Background On Lending Club
Lending Club is one of a few companies left standing in the peer-to-peer lending space. The SEC shook up this industry starting in 2007 and most of the players took their marbles and went home at that time. But Lending Club survived and thrived. Their model of putting individual borrowers and lenders together evolved into a billion dollar industry and they are the undisputed leader of the pack.
LC has gone big time. Their board of directors is full of big shots like former U.S. Secretary of Treasury Lawrence H Summers and other high achievers from the financial world. They also have an impressive list of investors. But the media really sat up and took notice when Google (GOOG) plunked down their $125 million to buy a piece of the action. When they made that move, it automatically tripled the value of Lending Club (in about a year) to over $1.5 billion. That’s nice for Lending Club and it may turn out to be a good investment for Google. But here’s why it’s not such a huge deal.
1. The Money
It’s true that for some people $125 million might be considered a lot of money, but not for Google. Look at Google’s balance sheet for 2012. They have close to $15 billion in cash and $60 billion in current assets. This $125 million investment represents less than 1% of its cash for crying out loud.
And you can see that total current assets have exploded by over $10 billion a year for each of the last couple years. Google added $125 million to its balance sheet in less than 20 days.
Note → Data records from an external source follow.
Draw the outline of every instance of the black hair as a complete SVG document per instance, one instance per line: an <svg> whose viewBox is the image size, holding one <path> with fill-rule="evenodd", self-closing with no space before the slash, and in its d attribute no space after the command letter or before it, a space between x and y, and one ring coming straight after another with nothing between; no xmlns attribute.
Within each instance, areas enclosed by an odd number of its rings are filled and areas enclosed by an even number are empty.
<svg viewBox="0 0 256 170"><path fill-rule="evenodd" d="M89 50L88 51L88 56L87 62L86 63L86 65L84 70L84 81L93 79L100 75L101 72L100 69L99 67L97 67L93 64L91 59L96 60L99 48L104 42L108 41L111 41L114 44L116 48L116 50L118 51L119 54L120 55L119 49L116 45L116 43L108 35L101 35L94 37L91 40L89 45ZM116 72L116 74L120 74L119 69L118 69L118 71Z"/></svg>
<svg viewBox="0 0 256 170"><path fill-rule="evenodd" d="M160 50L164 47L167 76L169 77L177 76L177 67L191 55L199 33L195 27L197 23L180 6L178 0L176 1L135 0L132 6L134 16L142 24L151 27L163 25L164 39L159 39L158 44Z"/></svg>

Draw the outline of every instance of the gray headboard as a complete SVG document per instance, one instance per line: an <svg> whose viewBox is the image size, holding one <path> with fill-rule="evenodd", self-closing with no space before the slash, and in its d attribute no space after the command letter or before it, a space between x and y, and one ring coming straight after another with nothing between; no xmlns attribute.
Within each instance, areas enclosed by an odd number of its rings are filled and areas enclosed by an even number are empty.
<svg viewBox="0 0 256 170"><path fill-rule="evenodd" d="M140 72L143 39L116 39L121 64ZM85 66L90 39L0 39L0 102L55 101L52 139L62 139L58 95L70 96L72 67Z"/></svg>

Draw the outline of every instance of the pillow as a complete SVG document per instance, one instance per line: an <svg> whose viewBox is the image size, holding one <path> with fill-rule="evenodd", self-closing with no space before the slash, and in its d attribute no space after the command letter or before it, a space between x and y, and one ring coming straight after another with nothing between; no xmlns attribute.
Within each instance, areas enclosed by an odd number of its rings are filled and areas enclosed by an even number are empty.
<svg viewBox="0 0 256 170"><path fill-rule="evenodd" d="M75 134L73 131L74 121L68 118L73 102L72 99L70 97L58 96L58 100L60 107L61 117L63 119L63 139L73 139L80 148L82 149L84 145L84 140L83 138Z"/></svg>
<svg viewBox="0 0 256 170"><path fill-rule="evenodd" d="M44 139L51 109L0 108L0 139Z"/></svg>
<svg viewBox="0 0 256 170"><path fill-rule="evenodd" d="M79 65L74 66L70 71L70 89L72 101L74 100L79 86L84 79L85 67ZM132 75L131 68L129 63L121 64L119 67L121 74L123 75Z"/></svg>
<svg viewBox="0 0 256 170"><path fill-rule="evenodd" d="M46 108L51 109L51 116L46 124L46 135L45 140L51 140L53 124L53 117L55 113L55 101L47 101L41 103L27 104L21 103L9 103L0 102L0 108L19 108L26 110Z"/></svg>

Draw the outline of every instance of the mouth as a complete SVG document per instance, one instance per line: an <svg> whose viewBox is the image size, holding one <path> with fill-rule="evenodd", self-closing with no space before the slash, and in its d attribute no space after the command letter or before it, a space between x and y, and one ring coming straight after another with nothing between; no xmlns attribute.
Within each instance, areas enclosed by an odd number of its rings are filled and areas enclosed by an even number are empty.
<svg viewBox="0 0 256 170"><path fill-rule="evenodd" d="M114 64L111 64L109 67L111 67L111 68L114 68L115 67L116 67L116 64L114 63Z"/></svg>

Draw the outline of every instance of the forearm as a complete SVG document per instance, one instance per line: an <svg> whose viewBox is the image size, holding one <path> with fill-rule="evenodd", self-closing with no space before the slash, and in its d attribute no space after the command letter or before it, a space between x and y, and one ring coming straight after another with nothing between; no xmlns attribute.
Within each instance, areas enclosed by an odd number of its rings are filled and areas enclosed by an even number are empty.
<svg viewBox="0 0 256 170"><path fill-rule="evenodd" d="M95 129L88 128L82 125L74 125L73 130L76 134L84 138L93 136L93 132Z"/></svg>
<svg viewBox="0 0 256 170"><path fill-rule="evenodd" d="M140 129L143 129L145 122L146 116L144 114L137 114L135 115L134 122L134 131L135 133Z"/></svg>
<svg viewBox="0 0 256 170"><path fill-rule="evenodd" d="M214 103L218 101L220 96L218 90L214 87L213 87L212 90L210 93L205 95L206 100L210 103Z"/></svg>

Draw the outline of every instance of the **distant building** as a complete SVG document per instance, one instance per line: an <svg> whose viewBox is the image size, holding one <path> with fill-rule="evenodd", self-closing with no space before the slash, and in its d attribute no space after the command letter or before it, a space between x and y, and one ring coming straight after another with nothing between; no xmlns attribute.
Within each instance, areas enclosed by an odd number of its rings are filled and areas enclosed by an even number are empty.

In other words, if the value of their Lending Club investment goes to zero, they can make it up in about 3 weeks.
2. The Investment
Just as you make your investments as part of a strategic plan, Google’s move must be understood in context. The investment division of Google (Google Ventures) has gone deep and wide into peer-to-peer everything idea. They believe, and they are probably right, that large centralized businesses are going to be run out of town by the internet that can put sources and users together faster and cheaper.In the last year, Google Ventures bought into six other crowd-based businesses such as CutomMade, Luminate, Trada, Rockbot,Smarterer and Space Monkey. Nobody is investing in crowd based businesses like Google is.
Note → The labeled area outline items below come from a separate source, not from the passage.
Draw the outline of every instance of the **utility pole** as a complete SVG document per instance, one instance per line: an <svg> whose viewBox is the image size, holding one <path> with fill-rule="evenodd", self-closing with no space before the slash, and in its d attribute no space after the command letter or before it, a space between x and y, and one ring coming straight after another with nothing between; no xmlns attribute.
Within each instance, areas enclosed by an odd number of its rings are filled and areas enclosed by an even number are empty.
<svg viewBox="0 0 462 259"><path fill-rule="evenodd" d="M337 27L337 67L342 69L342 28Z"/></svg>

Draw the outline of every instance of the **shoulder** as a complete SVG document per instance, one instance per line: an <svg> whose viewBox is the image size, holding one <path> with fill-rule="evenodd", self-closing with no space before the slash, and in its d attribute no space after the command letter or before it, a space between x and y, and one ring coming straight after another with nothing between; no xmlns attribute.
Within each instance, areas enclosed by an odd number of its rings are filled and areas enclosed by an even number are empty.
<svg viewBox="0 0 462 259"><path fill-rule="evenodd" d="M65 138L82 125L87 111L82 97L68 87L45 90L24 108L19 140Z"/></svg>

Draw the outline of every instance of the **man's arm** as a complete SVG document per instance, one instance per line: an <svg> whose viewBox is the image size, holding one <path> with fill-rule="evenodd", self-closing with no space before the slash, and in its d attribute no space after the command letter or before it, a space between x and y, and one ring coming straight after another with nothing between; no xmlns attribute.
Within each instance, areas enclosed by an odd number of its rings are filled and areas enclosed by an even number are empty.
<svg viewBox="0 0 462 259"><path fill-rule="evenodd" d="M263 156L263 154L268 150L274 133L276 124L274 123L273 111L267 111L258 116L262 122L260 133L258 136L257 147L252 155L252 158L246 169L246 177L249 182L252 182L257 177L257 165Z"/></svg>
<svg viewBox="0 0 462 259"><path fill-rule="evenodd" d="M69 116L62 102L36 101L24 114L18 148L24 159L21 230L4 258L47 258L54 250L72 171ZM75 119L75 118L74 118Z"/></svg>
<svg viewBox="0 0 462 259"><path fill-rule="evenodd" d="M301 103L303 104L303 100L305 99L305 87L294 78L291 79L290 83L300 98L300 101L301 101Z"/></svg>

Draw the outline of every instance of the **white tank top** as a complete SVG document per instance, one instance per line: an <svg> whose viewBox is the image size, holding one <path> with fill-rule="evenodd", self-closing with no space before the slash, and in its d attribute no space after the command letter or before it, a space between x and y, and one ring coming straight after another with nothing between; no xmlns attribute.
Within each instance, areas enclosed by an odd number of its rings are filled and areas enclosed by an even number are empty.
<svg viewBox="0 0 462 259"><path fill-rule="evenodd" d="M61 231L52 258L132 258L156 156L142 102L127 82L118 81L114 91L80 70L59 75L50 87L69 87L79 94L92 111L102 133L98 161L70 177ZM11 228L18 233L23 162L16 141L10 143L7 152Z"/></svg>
Each of these companies do different things and the range is rather diverse. They cover jewelry, furniture, online publishing, SEO, music and a learning company.
These moves could signal that Google wants to become Sears/Wal-Mart/Amazon/Apple/Craigslist/Citi all rolled up together. But I doubt it. It’s more likely that Google made these investments as a way to make a few shekels before these companies go public.
Its investment in Lending Club is no different. LC is profitable and growing like crazy. Google is taking advantage of a good investment opportunity – why not?
What this means for Lending Club
It means nothing right now. Lending Club looks solid. They are a legitimate company and doing a lot of things right. Google’s investment reflects what the market already knows. It doesn’t change anything.
Down the line, Google could impact Lending Club’s direction as a significant shareholder. And Lending Club’s future isn’t certain either. Things look good now but things change. Remember Blockbuster and Sprint? They failed to change with the market and got smacked pretty good. There is no guarantee that the same thing won’t happen to Lending Club. If you are in business, there is always risk. But for borrowers and lenders right now, it’s business as usual.
Do you think Google’s investment is more significant? Why or why not?